10. The church is “relevant.”
Normally, “relevant” is a positive term. In this case, it labels the problem. We’ve couched our faith in modern trappings to the point that 2,000 years of history and rich tradition have been diminished. As the article suggests: “What we’re packaging is a cheap knockoff of the world we’re called to evangelize to. In our effort to be ‘like them,’ we’ve become less of who we actually are.”

9. They got into church, but the church never got into them.
Many young adults may have been taken to church by their parents, but the church wasn’t integrated into the fabric of their lives. Church was a Sunday event, not something that impacted the everyday realities of their lives.

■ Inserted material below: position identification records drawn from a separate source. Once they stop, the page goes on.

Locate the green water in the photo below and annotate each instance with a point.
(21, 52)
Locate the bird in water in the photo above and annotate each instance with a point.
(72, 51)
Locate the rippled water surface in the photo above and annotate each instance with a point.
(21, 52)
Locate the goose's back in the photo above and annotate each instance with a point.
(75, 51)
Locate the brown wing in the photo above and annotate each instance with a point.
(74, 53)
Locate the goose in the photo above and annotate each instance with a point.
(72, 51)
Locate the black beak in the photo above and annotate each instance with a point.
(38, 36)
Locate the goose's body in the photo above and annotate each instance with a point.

8. They were treated as smart by others.
Many students interviewed felt they were spoon-fed a Christian worldview, while professors and others who held atheist viewpoints challenged their intellect and inspired them to ask questions and to use their mind.

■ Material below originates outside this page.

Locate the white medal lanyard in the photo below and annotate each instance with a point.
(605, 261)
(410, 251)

7. They were sent out unarmed.
Many youth have mastered Christian lingo – the pithy catchphrases spoken regularly in churches and marketed through popular evangelical campaigns – but they’re ignorant of deeper theological truths. They know what “WWJD?” means, and they’re familiar with how to “invite Jesus into your heart,” but they can’t explain what atonement or justification means or its relevance to life’s realities.

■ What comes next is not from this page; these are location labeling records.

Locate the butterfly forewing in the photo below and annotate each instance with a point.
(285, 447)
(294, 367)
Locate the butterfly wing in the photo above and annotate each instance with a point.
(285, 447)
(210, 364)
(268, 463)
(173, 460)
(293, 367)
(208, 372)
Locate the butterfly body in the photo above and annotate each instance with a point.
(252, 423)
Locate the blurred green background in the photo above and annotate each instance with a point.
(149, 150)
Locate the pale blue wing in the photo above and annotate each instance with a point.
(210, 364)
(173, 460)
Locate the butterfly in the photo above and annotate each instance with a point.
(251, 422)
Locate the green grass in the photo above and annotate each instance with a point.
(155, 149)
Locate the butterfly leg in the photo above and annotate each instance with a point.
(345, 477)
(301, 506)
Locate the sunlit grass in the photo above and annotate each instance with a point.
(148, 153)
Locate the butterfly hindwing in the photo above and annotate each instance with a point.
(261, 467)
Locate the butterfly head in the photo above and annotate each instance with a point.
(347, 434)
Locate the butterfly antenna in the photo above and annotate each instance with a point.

6. They’ve been given a “hand-me-down” religion.
Many kids leave the church feeling like they’ve been asked to accept their parents’ faith, instead of encouraged to ask tough questions, so they can incorporate Christianity into their lives and make it their own.

5. They exchange one community for another.
Our modern faith sometimes places a greater emphasis on community than on God. As a result, many of today’s youth see other people as the answer to their problems instead of God. When they leave home, they often seek out a community of people of any belief system rather than one committed to the God of the Bible.

4. They seek opportunities to “feel” better.
Much of modern Christianity is based on “feeling,” rather than on objective, eternal truth. It reduces the Christian faith to a search for good feelings rather an exhortation to conform our human nature to God’s standard of righteousness.

3. They got tired of pretending.
Some segments of Christianity suggest that being a Christian removes all struggle from life. But that message rings hollow for many kids who try to serve God and continue to face difficult challenges … or who see their parents teach a similar message while succumbing to anger or depression themselves. Many youth feel Christianity leaves no room for authenticity.

2. Christianity is reduced to “do/don’t do” instead of “be.”
Many church kids were taught it’s all about what they do, not who they are. The Christian faith was reduced to a long list of do’s and don’ts. They felt trapped beneath the weight of their own abilities, instead of freed by the work only God can do in their hearts and lives.

1. They don’t need it.
When church is perceived as nothing more than a place to learn good principles for living, or to have a happy marriage, or well-behaved kids… Well, you can find that in most any self-help book. You don’t need a crucified Jesus for that. What kids need is the gospel; what they’re sometimes given is “a cheap knockoff of the entertainment venue they went to the night before.”